A près de 89 ans, le philosophe et sociologue Jürgen Habermas, qui continue d’incarner l’Institut de recherche sociale mondialement connu comme l’"école de Francfort", où grandirent ses maîtres Max Horkheimer et Theodor W. Adorno, mais Herbert Marcuse aussi bien, couvre également de sa pensée vivante une certaine Allemagne d’après-guerre. Celle qui restera longtemps marquée par le puissant déni du pronazi Heidegger ("Etre et Temps", 1927), celle encore d’un "passé qui ne passe pas".

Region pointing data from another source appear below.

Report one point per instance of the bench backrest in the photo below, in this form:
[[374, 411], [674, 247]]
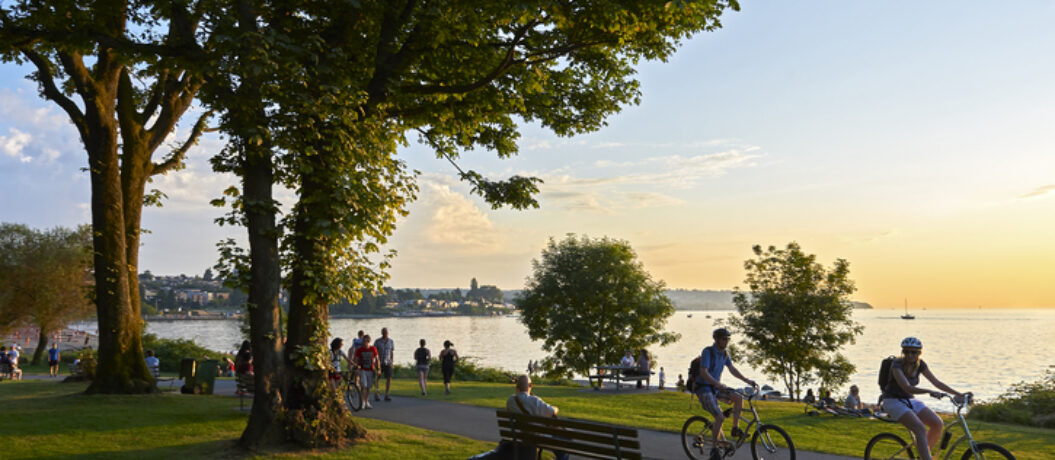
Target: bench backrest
[[576, 437]]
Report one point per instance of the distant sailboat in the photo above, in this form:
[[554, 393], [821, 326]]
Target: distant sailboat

Pour un homme de parole comme lui, appelé à endosser le rôle d’un polémiste pugnace, en sa future qualité de "leader d’opinion du camp libéral de gauche", on ne dira pas que le handicap langagier dû à une fente palatine d’origine génétique - alors que le régime national-socialiste excluait tout porteur d’une pathologie "héréditaire" telle que la schizophrénie, le pied bot ou le bec-de-lièvre - fut un détail de l’histoire. Pour autant, il ne manqua pas d’être enrôlé, le moment venu, dans les Jeunesses hitlériennes.

Activiste politique

Celui qui renonça à camper sur l’héritage de la théorie critique, à travers une lecture radicale de Hegel, Marx et Freud, découvrait bientôt le champ "médiatique", dont il était plus qu’implicitement question dans son concept d’"espace public" comme dans sa célèbre "Théorie de l’agir communicationnel" (1981). Car ainsi dit Stefan Müller-Doohm dans la présente biographie, respectueusement traduite en français par Frédéric Joly : "C’est ce rôle d’activiste politique, d’intellectuel public […], qui fait de lui le principal représentant de la deuxième génération de la théorie critique."